Kölner Siegtreffer in letzter Sekunde

  • 14. Januar 2018

Beitrag auf faz.net von Roland Zorn

Der FC meldet sich im Kampf um den Klassenverbleib eindrucksvoll zurück. Nun stehen die Rheinländer nur noch sechs Punkte hinter dem HSV. Nächstes Wochenende kommt es zum direkten Duell.

Der Weg zur Rettung vor dem Abstieg in die Zweite Bundesliga wird für den 1. FC Köln kürzer. Mit einem Kopfballtreffer in der letzten Minute der Nachspielzeit durch den neuen Stürmer Simon Terodde zum 2:1-Sieg über Borussia Mönchengladbach verkürzte der FC den Abstand zum Tabellensiebzehnten Hamburger SV auf sechs Punkte und zum Sechzehnten Werder Bremen auf sieben Zähler. „Danach habe ich schwer Luft bekommen, aber das nimmt man gerne mit“, sagte der Torjäger mit heiserer Stimme. „Das ist unbeschreiblich. Besser kann man in einer neuen Mannschaft nicht ankommen.“

Das sind nach einer frustrierenden Hinrunde ganz neue Perspektiven für den FC, der sich über einen sehr glücklichen Erfolg freuen konnte. Die Gladbacher, eigentlich die bessere Mannschaft, verharren vorerst auf Rang sechs mit immer noch guten internationalen Perspektiven. In einem erst nach der Pause sehenswerten Kampfspiel war der FC durch Sörensen in Führung gegangen (34). Raffael (69.) glich mit seinem siebten Saisontreffer zunächst aus.

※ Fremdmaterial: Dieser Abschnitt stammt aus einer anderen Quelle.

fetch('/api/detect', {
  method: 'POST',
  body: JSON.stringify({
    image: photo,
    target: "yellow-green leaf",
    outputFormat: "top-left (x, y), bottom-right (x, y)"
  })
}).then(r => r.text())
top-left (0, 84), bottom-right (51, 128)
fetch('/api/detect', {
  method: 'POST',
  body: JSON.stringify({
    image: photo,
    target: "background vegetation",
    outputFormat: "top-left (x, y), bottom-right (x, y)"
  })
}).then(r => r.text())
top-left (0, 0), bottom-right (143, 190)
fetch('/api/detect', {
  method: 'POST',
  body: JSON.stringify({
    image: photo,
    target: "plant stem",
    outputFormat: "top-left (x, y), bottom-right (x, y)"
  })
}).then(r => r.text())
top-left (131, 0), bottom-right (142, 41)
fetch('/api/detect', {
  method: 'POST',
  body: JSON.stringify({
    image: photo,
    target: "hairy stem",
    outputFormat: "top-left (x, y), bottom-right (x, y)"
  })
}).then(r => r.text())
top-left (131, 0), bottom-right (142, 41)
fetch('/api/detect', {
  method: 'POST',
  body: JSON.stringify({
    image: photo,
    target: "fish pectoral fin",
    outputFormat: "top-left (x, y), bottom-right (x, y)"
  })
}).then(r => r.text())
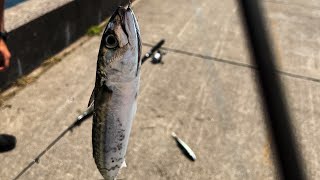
top-left (88, 88), bottom-right (96, 107)
top-left (120, 160), bottom-right (127, 169)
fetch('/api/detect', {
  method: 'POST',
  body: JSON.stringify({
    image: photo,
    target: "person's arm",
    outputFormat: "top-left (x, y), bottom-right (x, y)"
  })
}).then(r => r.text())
top-left (0, 0), bottom-right (11, 71)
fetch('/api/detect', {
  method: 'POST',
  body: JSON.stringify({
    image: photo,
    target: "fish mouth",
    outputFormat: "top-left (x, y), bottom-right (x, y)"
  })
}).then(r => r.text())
top-left (114, 5), bottom-right (141, 63)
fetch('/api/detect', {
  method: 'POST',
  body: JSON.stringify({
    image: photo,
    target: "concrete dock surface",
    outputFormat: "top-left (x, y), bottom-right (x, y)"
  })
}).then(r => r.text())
top-left (0, 0), bottom-right (320, 180)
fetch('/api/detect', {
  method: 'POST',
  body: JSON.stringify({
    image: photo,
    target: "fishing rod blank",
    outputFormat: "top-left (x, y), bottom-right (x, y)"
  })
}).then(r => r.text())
top-left (239, 0), bottom-right (306, 180)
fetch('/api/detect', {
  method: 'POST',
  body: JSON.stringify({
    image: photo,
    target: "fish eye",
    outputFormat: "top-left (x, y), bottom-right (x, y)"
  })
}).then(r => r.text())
top-left (105, 34), bottom-right (118, 48)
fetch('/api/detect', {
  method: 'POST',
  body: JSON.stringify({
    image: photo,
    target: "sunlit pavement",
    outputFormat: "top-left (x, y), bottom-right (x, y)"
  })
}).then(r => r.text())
top-left (0, 0), bottom-right (320, 180)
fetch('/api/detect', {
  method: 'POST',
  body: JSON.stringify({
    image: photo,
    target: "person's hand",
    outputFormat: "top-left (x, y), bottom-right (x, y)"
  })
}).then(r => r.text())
top-left (0, 38), bottom-right (11, 72)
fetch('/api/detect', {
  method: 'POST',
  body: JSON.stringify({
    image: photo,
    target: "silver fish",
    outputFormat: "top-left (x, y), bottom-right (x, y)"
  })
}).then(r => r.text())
top-left (89, 7), bottom-right (141, 180)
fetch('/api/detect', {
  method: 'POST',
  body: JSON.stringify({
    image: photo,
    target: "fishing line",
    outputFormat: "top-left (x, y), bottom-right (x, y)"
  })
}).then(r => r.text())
top-left (142, 43), bottom-right (320, 83)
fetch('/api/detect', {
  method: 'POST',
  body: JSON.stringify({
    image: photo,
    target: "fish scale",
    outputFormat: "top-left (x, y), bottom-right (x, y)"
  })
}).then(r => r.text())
top-left (89, 7), bottom-right (141, 180)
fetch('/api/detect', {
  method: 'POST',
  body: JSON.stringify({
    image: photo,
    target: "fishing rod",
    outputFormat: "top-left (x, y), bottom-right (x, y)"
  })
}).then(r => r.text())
top-left (239, 0), bottom-right (306, 180)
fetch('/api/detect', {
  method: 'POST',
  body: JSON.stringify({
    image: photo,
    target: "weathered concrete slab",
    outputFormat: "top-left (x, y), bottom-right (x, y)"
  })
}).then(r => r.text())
top-left (0, 0), bottom-right (320, 180)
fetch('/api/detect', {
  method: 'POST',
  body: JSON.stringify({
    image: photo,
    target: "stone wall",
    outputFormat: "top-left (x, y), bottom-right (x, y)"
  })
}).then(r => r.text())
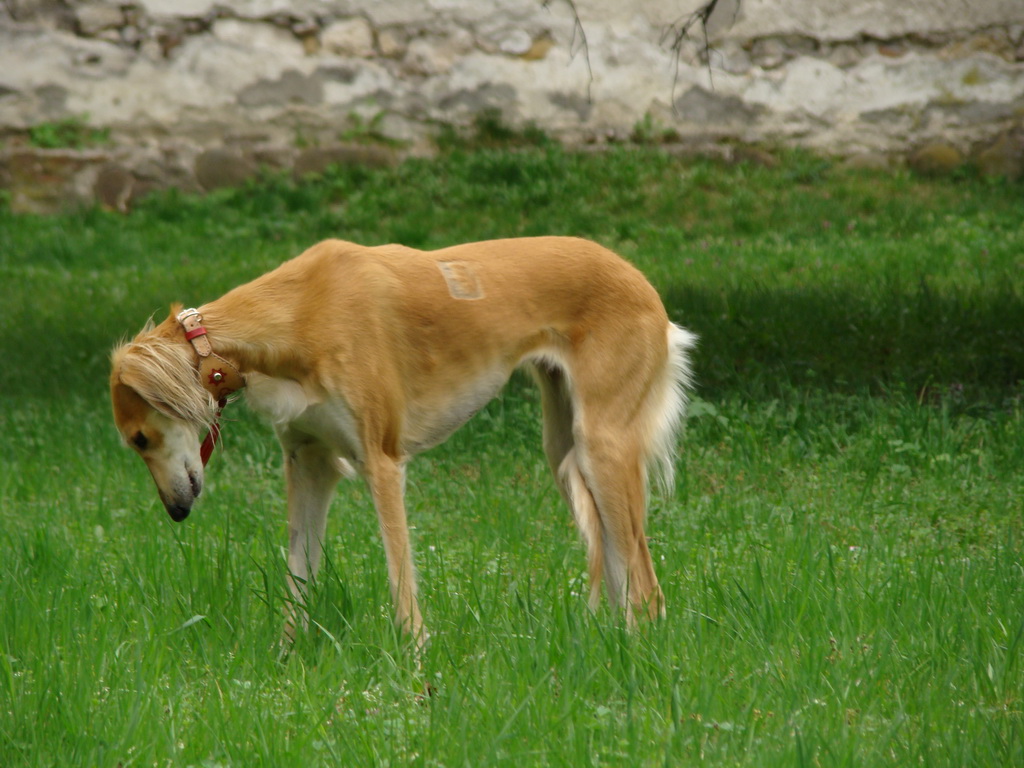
top-left (0, 0), bottom-right (1024, 209)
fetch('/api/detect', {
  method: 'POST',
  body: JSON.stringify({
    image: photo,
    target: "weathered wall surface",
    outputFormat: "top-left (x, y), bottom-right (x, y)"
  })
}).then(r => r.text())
top-left (0, 0), bottom-right (1024, 210)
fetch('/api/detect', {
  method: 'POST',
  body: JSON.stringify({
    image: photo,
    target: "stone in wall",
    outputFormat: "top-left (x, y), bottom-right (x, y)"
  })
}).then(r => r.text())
top-left (0, 0), bottom-right (1024, 210)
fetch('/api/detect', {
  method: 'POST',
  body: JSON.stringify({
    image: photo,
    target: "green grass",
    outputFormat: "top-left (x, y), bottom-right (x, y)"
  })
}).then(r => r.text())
top-left (0, 145), bottom-right (1024, 768)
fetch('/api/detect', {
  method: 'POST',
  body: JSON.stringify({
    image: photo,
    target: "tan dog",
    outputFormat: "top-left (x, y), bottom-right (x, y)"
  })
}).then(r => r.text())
top-left (111, 238), bottom-right (695, 643)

In der kurzen Winterpause hatten sich die Kölner vor allem frischen Mut angeeignet. Die Rückkehr lange verletzter Spieler, voran der am Sonntag in der Startformation dringend gebrauchte Nationalspieler Jonas Hector, die Verpflichtung des Stuttgarter Zweitligaschützenkönigs Simon Terodde, das abwechslungsreiche und auf eine frische Gruppendynamik setzende Trainingsprogramm des neuen Trainers Stefan Ruthenbeck sowie der in der Stadt heimische rheinische Optimismus hatte die Überlebensgeister des FC gestärkt. Die Gladbacher, 22 Punkte vom Tabellenletzten entfernt und damit ein Kandidat für den nächsten europäischen Wettbewerb, bauten auf die schon in der Hinrunde bewährten Tugenden: ein temporeiches Flügelspiel, individuelle Klasse und die feste Überzeugung, jedes Spiel in der Bundesliga gewinnen zu können. 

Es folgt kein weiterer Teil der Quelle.